On vit dans une ruche…je ne vois pas d’autre explication possible. Au moment où j’écris, le couloir qui dessert tout le rez de chaussée est en train d’être carrelé. Ça ne lui plaît pas, il résiste depuis 4 jours (ouvrables, il boudait aussi ce week end), à coup de sol qui penche et de murs qui partent en biais. On passe sur les planches soutenus par des piles de briques pour aller d’une pièce à l’autre. Des tas de portes et fenêtres sont ouvertes, sauf celles par lesquelles on pourrait passer.
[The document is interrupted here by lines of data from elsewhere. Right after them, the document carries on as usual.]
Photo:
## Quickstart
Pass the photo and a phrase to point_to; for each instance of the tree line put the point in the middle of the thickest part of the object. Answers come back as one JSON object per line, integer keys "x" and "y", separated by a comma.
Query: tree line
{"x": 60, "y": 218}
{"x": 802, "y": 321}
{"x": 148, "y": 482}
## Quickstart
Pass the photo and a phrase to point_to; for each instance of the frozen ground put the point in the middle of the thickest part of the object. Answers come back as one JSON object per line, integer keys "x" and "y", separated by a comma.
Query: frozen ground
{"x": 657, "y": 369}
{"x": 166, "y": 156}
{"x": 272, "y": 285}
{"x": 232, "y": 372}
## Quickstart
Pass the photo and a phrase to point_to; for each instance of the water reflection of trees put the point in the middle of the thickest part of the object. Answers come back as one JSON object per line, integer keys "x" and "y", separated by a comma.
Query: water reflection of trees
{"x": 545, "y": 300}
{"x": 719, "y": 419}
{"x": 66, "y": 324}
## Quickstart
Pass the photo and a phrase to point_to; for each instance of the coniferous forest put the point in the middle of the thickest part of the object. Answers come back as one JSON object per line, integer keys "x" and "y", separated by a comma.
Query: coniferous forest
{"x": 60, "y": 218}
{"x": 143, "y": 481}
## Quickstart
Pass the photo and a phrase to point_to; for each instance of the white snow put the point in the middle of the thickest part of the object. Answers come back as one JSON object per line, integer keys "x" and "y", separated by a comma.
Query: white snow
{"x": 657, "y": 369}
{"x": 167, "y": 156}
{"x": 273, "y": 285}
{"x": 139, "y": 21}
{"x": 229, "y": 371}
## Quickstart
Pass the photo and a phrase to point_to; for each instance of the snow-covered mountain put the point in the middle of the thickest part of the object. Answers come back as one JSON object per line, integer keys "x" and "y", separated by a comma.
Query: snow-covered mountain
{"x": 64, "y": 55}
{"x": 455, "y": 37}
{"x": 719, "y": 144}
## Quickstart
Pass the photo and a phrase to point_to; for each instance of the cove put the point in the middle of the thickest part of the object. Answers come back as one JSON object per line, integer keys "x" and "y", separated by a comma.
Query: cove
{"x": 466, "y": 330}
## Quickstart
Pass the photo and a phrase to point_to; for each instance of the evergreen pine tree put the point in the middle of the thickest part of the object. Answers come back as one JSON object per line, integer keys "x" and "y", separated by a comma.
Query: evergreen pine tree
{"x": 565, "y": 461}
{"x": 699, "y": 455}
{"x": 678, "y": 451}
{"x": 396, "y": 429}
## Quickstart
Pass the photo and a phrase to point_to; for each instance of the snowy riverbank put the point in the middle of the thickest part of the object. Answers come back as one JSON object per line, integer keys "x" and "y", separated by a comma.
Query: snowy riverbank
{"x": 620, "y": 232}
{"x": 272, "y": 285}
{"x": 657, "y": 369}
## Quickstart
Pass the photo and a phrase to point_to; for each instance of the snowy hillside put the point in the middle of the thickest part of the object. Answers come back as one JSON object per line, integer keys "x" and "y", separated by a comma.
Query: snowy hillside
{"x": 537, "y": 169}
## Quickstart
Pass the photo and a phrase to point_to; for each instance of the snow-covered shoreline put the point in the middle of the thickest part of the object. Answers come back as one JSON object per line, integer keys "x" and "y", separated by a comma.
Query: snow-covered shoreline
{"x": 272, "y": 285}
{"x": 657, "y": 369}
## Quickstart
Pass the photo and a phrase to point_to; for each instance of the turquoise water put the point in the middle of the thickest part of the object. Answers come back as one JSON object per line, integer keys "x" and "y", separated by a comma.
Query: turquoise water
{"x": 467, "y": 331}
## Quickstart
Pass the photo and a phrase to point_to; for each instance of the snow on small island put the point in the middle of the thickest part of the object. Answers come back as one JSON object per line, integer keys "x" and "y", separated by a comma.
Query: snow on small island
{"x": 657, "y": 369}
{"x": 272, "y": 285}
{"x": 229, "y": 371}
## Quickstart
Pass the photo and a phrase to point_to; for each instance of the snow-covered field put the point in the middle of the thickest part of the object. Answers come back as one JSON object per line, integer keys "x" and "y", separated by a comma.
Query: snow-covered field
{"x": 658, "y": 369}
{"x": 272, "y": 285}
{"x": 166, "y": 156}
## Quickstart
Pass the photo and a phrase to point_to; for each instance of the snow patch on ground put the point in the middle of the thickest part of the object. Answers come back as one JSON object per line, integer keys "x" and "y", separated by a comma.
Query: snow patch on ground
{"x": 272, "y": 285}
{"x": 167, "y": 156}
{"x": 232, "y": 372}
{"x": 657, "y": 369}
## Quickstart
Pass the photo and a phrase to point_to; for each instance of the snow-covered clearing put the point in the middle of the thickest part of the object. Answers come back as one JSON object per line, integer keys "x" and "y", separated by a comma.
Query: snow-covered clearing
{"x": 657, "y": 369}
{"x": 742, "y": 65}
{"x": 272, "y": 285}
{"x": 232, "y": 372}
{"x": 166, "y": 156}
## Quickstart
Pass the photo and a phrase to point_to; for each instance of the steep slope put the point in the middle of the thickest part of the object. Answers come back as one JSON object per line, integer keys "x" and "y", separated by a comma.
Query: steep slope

Ça permet à la fois de se geler et de bien profiter du cri mélodieux du carrelage qui crisse de joie à chaque découpe. On y rajoute les coups de maillet pour les mettre à niveau, la scie sauteuse qui comme son nom l’indique, gambade joyeusement sur les plinthes, c’est carrément symphonique. Et poussiéreux.
La poussière s’élève en volutes compactes jusqu’au premier. Elle tombe sur la femme de ménage. Je n’ai pas eu le cœur de lui dire de ne pas venir cette semaine. Elle est très gentille. Elle se bat contre l’envahisseur poussiéreux avec acharnement et inefficacité. C’est carrément Sysiphe, mais avec un aspirateur, lui-même en pleine crise d’asthme vu ses râles d’agonie. La femme de ménage est à fond, surtout que le premier est le seul niveau habitable. Parce que le deuxième est squatté par Marichéri, sa scie, son marteau et son parquet. Il déplace des meubles, qui protestent bruyamment. Il scie des encadrements de portes et des lattes de bois, qui hurlent au scandale. Il s’énerve avec son marteau sur à peu près tout. Je rappelle que Marichéri est très musical, ça s’entend bien, même si malheureusement sa scie sauteuse refuse de s’exprimer en harmonie avec celle du carreleur. C’est pas grave, Penny prend sur elle de faire des vocalises paniquées dans l’escalier (l’acoustique de la cage d’escalier est excellente), pour participer et unifier tout ça.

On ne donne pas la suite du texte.